I already acknowledged in the real post that there exist problems that are unfair, so I don't know why you think we disagree there.

2

I don't think we disagree.

How can a predictor be unfair to an algorithm that enumerates possible worlds and picks the best one, without any "decision theory" whatsoever? Unless by "unfair" you mean something like "you will get a coin that always lands tails, but the heads win, while everyone else gets a fair coin"

I don't quite understand the question, but unfair refers to the environment requiring the internals to be a particular way. I actually think it is possible to allow some internal requirements to be considered fair and I discuss this in one of my draft posts. Nonetheless, it works as a first approximation.

Say you have certain information about the world and calculate the odds of different outcomes and their utilities. For example, in the twin prisoners dilemma the odds of DC and CD are zero, so the choice is between DD and CC. In the Newcomb's problem the odds of getting $1001000 are zero, so the choice is between $1000000 (one-box) and $1000 (two-box).
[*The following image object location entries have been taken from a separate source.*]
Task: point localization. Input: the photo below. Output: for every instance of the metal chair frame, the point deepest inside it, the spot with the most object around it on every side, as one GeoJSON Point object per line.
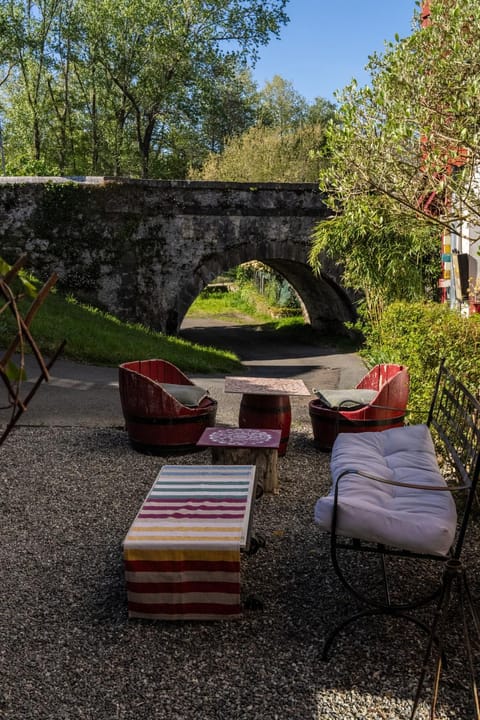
{"type": "Point", "coordinates": [454, 421]}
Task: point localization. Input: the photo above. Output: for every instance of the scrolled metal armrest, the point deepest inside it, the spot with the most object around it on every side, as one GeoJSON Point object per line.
{"type": "Point", "coordinates": [387, 481]}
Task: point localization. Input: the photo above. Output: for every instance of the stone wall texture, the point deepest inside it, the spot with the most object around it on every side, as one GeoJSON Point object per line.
{"type": "Point", "coordinates": [144, 249]}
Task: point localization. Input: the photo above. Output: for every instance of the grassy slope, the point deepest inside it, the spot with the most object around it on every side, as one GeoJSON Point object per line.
{"type": "Point", "coordinates": [100, 339]}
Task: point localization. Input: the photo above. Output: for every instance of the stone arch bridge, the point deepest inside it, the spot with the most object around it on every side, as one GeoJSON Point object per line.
{"type": "Point", "coordinates": [144, 249]}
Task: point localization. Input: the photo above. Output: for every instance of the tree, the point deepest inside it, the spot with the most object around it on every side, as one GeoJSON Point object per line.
{"type": "Point", "coordinates": [281, 106]}
{"type": "Point", "coordinates": [156, 53]}
{"type": "Point", "coordinates": [97, 86]}
{"type": "Point", "coordinates": [285, 145]}
{"type": "Point", "coordinates": [404, 158]}
{"type": "Point", "coordinates": [413, 134]}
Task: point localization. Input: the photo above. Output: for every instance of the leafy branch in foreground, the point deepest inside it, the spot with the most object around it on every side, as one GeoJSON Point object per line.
{"type": "Point", "coordinates": [413, 134]}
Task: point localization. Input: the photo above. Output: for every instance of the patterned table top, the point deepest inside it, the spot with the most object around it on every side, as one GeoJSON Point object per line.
{"type": "Point", "coordinates": [195, 506]}
{"type": "Point", "coordinates": [265, 386]}
{"type": "Point", "coordinates": [240, 437]}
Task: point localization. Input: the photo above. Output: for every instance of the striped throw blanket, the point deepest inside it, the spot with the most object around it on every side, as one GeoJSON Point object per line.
{"type": "Point", "coordinates": [182, 552]}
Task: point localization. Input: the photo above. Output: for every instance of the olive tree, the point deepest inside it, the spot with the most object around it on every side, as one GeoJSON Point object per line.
{"type": "Point", "coordinates": [403, 158]}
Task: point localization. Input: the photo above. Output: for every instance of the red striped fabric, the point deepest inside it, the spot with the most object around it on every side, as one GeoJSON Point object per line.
{"type": "Point", "coordinates": [182, 552]}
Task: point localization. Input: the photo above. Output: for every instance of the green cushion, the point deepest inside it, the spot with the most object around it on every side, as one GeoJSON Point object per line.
{"type": "Point", "coordinates": [350, 399]}
{"type": "Point", "coordinates": [189, 395]}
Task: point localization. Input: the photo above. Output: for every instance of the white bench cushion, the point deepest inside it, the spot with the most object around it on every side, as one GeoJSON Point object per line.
{"type": "Point", "coordinates": [416, 520]}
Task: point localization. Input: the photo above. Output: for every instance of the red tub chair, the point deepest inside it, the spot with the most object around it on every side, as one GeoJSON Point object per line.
{"type": "Point", "coordinates": [164, 411]}
{"type": "Point", "coordinates": [378, 402]}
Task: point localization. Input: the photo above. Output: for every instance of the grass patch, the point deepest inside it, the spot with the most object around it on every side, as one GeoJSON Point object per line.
{"type": "Point", "coordinates": [232, 307]}
{"type": "Point", "coordinates": [97, 338]}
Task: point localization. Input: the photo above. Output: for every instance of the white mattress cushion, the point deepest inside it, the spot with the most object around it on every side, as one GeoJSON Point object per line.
{"type": "Point", "coordinates": [416, 520]}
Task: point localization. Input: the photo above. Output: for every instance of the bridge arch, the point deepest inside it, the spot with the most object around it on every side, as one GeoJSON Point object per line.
{"type": "Point", "coordinates": [144, 249]}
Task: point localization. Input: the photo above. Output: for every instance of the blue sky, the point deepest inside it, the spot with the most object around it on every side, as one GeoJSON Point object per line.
{"type": "Point", "coordinates": [327, 42]}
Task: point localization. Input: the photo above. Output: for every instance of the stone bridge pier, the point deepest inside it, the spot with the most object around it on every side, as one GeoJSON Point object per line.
{"type": "Point", "coordinates": [144, 249]}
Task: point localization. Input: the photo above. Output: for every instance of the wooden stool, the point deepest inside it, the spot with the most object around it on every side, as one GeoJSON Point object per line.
{"type": "Point", "coordinates": [246, 446]}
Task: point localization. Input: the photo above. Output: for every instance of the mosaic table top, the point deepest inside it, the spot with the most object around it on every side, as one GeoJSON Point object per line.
{"type": "Point", "coordinates": [240, 437]}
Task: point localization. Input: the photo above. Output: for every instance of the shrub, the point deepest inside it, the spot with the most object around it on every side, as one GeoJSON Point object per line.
{"type": "Point", "coordinates": [419, 335]}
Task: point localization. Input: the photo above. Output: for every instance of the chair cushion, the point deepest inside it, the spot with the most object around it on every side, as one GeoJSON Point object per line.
{"type": "Point", "coordinates": [188, 395]}
{"type": "Point", "coordinates": [350, 399]}
{"type": "Point", "coordinates": [416, 520]}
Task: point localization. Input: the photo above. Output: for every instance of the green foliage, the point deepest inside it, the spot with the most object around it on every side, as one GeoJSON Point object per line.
{"type": "Point", "coordinates": [419, 335]}
{"type": "Point", "coordinates": [403, 133]}
{"type": "Point", "coordinates": [265, 154]}
{"type": "Point", "coordinates": [385, 256]}
{"type": "Point", "coordinates": [126, 87]}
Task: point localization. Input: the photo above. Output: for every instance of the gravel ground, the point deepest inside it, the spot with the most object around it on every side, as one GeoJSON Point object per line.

In the Death in Damascus problem the odds of escaping Death are zero, so the choice is to spend money on travel or not. What would be a concrete example of an unfair problem against this approach?

It's impossible to enumerate possible worlds and pick the best one without a decision theory, because your decision process gives the same output in every possible world where you have a given epistemic state. We obviously need counterfactuals to make decisions, and the different decision theories can be seen as different theories about how counterfactuals work.

It's a simple question, but I think it might help if I add in context. In the paper introducing Functional Decision Theory, it is noted that it is impossible to design an algorithm that can perform well on all decision problems since some of them can be specified to be blatantly unfair, ie. punish every agent that isn't an alphabetical decision theorist.

The question then arises, how do we define which problems are or are not fair? We start by noting that some people consider Newcomb's-like problems to be unfair since your outcome depends on a predictor's prediction, which is rooted in an analysis of your algorithm. So what makes this case any different from only rewarding the alphabetical decision theorist?

The paper answers that the prediction only depends on the decision you end up making and that any other internal details are ignored. So it only cares about your decision and not how you come to it, the problem seems fair. I'm inclined to agree with this reasoning, but a similar line of reasoning doesn't seem to hold with Agent Simulates Predictor. Here the algorithm you use is relevant as the predictor can only predict the agent if it's algorithm is less than a certain level of complexity, otherwise it may make a mistake.

Please note that this question isn't about whether this problem is worth considering; life is often unfair and we have to deal with it the best that we can. The question is about whether the problem is "fair", where I roughly understand "fair" meaning that this is in a certain class of problems that I can't specify at this moment (I suspect it would require its own seperate post) where we should be able to achieve the optimal result in each problem.